Non sarà un’idea nuova, siamo d’accordo, ma adoro le ambientazioni retrofuturistiche, un tipo di setting che ha prodotto tra le altre cose giochi ultrapopolari come le serie di Fallout e BioShock. Proprio per questo, mi intrigava la storia di questo abile venditore dal tono di voce rassicurante, del suo team e del mistero legato a questi appezzamenti lunari. Al termine di sette episodi – da una ventina di minuti l’uno – di questo dramedy, l’ambientazione e l’atmosfera sembrano però anche gli unici elementi di rilievo di Hello Tomorrow! Mentre la trama continua a prenderla così alla larga da esser finita in orbita.

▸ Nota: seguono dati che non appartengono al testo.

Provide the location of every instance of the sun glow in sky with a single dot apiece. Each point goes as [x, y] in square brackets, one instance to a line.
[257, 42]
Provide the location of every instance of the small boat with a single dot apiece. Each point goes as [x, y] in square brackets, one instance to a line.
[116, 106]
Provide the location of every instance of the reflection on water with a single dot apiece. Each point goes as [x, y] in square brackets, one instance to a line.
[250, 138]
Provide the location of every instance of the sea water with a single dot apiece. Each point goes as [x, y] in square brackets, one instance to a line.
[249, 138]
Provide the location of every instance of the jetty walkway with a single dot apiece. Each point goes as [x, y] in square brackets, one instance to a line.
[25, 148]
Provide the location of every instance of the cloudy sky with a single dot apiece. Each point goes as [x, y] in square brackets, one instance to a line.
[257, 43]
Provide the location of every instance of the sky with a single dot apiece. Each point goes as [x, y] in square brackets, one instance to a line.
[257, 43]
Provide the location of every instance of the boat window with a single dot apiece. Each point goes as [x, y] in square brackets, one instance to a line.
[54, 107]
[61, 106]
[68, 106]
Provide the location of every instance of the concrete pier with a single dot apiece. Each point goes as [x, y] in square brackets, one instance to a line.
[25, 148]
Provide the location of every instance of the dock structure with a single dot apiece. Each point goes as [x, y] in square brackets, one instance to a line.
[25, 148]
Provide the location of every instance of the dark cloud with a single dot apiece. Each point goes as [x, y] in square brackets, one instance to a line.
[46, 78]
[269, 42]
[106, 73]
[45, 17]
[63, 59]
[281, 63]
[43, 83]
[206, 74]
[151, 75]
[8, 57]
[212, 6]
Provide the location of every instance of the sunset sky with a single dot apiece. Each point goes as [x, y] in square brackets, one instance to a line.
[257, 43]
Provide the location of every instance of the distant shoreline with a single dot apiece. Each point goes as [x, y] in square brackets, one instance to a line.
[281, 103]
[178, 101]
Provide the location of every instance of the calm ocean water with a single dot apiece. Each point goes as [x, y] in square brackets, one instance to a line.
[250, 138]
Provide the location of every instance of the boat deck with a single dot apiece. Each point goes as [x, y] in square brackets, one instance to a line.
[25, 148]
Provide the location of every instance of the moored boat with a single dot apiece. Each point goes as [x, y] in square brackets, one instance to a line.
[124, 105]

E PERCHÉ QUESTO SAREBBE UN PECCATO?

Beh, perché avere un’ambientazione affascinante, in quella Tana delle Tigri sovraffollata in cui le serie TV si trovano a combattere per sopravvivere oggi come oggi, è innegabilmente un lusso. Avessero reso più avvincente il mistero, seminato meglio gli indizi senza sbatterli in faccia, giostrato con più mestiere il carosello di casi umani che ruota attorno al protagonista, e di cui lui stesso è il disastrato capofila, ne sarebbe venuta fuori con ogni probabilità una produzione molto più interessante. Così, invece, resti lì a chiederti quando parte questo benedetto razzo per la Luna chiamato entusiasmo, e niente, dice che è finita la benzina. E l’automatico del distributore è pure chiuso.

Questo non solo sciupa il contesto a disposizione, ma pure gli attori impiegati, tutti sufficientemente in palla nei loro ruoli (c’è anche Hank Azaria, fra le altre cose doppiatore di tutta una serie di personaggi storici dei Simpson), accanto a un credibilissimo Crudup. Dal quale, con quella parlantina e quei modi eleganti, chiunque finirebbe per comprare qualsiasi cosa.

E così, mentre scorrono i titoli di coda di un’altra delle sue brevi puntate, non afferri neanche più cosa ti volesse dire in realtà questa storia abbozzata, con questi personaggi troppo bidimensionali. Perché alla fine, pare, l’unica cosa che il Jack di Crudup non riesce a vendere, è proprio la sua serie: ironico, no?